Plus de reconversions professionnelles
La négociation qui s’ouvre devrait largement aborder le sujet des reconversions professionnelles et plans de formation, ce que réclament les syndicats. «On regrette qu’il n’y ait pas assez d’argent mis sur les reconversions, les gens qui se reconvertissent sont très efficaces», juge Florian Grimaldi. Fabrice Droze tient lui aussi à faire de «l’émancipation des salariés, par l’évolution professionnelle», un sujet de négociation. Il réclame plus de visibilité sur les parcours professionnels ouverts aux salariés. «Certains n’ont aucune visibilité sur ce qui se passe au-delà de leur environnement proche», poursuit le représentant CFDT.

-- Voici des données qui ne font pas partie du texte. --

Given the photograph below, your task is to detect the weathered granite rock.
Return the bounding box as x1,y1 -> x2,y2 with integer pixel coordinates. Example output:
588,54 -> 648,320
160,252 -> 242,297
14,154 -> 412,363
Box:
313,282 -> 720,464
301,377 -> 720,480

Le gros coup de frein sur les ventes de véhicules électriques va-t-il pousser Renault à aller plus loin sur les suppressions de postes ? Aucun des deux syndicalistes ne croit à une nouvelle rupture conventionnelle collective ou à un nouveau plan de départs anticipés à la retraite. «Il y a eu des rumeurs tout l’été, mais elles ne paraissent pas étayées», note le représentant de la CGT. «Je n’ai pas entendu parler de départs volontaires», abonde celui de la CFDT.
Les dispenses d’activité mises en place pour les seniors par le plan précédent se sont éteintes il y a deux ans, il y a donc de nouveaux salariés intéressés par ces départs anticipés (trois ans avant l’âge légal, payés à 70%). «Mais les incertitudes sur la réforme des retraites ont refroidi la direction», estime Florian Grimaldi.